Hon PHIL TWYFORD (Minister of Transport): Yes. Light rail will be a game-changer for Auckland. It will be a magnet for private investment in urban renewal, and each line will be able to carry 11,000 commuters per hour, the equivalent of four lanes of motorway. The light rail project will extend Auckland’s rapid transit network, a core part of our plan to build a modern transport system for the city. There is a procurement process under way now, so work has already started.

Hon PAUL GOLDSMITH: Is the Government on track to have built light rail from Wynyard Quarter to Mount Roskill within four years of becoming Government, as promised by Jacinda Ardern in August 2017?

Hon PHIL TWYFORD: At that point, Jacinda Ardern was not the Prime Minister.

Oral Question No.8 Parliament 13 February 2019

This is a doozy of an excuse from dear ol’ Phil, who would do his public persona a huge favour by putting a sock in his mouth. 

And is there a reason Ardern’s minders keep running interference for her whenever pressure is applied over her non-delivery? Quote.

The first promise Ardern made as Labour leader looks to have gone up in smoke.

During her first big public outing as leader during the election, she promised rail for all – including a line from the Auckland waterfront to Dominion Rd to Mount Roskill, all to be completed by 2021.” End of quote.


That promise could have been sidelined because Labour was already assured of votes from the fast growing immigrant communities found at the Dominion Road end of Mt Roskill.

This part of Auckland is its Bible belt, so could this promise have been a desperate attempt to soothe and secure votes from disgruntled Mt Roskill residents unhappy about their non-integrating, halal-eating neighbours? Quote. 

The promise was part of a $15 billion package and came with a plea from Ms Ardern – she needed cash to fund it.

That part of the promise did come true: Aucklanders are paying the 10 cents a litre more at the pump.

“You can call a regional fuel tax ‘crowd-sourcing’ if you like,” she told the public.

But Labour hasn’t done the rail part. End of quote.

Doesn’t matter, because, on the whole, Labour voters are a forgiving lot. Their heroine can do no wrong, and voters are undeterred by a poor performance so will keep voting Labour until the cows come home.

So much for Ardern’s claim of transparency. So much for the CoL trying to weasel out of being held accountable. So much for 2019 being this government’s “year of delivery”. Quote.
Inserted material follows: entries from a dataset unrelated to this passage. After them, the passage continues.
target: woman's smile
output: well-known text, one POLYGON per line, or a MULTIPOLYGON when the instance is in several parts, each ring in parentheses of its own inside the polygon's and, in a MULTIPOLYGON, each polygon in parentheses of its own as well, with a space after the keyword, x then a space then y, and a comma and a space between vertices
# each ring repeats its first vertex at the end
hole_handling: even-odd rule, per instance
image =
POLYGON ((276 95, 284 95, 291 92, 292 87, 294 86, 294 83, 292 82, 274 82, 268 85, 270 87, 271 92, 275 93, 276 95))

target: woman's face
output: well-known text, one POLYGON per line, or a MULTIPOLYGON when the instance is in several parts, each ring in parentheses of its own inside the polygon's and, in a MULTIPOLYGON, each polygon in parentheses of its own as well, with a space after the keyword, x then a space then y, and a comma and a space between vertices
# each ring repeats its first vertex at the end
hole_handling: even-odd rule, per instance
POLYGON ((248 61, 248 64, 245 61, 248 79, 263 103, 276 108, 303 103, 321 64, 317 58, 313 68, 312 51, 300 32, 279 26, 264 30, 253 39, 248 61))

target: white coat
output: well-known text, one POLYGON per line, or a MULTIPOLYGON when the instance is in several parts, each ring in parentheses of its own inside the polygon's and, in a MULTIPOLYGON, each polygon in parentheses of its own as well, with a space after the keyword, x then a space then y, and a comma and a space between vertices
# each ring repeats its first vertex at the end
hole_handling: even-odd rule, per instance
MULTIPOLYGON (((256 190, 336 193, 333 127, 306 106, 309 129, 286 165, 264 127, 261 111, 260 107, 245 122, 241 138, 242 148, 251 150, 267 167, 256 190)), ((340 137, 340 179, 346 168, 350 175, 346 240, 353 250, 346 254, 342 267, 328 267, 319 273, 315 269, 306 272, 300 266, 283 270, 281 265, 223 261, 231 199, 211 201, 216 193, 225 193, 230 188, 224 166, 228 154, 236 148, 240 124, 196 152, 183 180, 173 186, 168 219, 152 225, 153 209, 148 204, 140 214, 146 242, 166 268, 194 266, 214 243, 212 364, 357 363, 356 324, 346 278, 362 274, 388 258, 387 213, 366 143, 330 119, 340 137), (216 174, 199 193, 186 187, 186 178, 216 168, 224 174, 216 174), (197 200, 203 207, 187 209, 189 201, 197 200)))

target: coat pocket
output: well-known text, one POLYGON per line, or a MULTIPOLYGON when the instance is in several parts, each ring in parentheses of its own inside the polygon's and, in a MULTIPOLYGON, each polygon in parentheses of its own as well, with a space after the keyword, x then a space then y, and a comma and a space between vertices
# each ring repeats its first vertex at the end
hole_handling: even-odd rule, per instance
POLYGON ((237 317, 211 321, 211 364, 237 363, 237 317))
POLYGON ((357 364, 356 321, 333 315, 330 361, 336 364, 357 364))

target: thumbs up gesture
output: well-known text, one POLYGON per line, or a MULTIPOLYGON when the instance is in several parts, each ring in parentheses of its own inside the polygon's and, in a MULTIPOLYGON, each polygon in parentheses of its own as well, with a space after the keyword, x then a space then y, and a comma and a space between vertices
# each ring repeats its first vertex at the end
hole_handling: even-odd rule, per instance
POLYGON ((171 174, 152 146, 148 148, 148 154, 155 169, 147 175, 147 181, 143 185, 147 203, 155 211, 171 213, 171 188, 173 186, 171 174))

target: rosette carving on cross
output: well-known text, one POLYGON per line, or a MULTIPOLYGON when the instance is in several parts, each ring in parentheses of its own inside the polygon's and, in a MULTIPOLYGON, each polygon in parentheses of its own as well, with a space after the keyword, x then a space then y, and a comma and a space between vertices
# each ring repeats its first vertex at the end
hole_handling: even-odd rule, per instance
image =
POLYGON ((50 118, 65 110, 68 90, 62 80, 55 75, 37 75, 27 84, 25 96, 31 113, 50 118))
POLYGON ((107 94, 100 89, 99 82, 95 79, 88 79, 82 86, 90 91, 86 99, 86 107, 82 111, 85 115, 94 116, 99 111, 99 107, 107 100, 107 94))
On Wednesday, Transport Minister Phil Twyford admitted the Government would fail to build light rail down Dominion Rd by 2021. Instead, he only expects work to start on it next year.

end of quote.

The notion of discounting a promise on the basis of not being in government is novel and new, but not credible.

Full marks for originality, but this government gets a fail for performance and another fail for such a ridiculous excuse.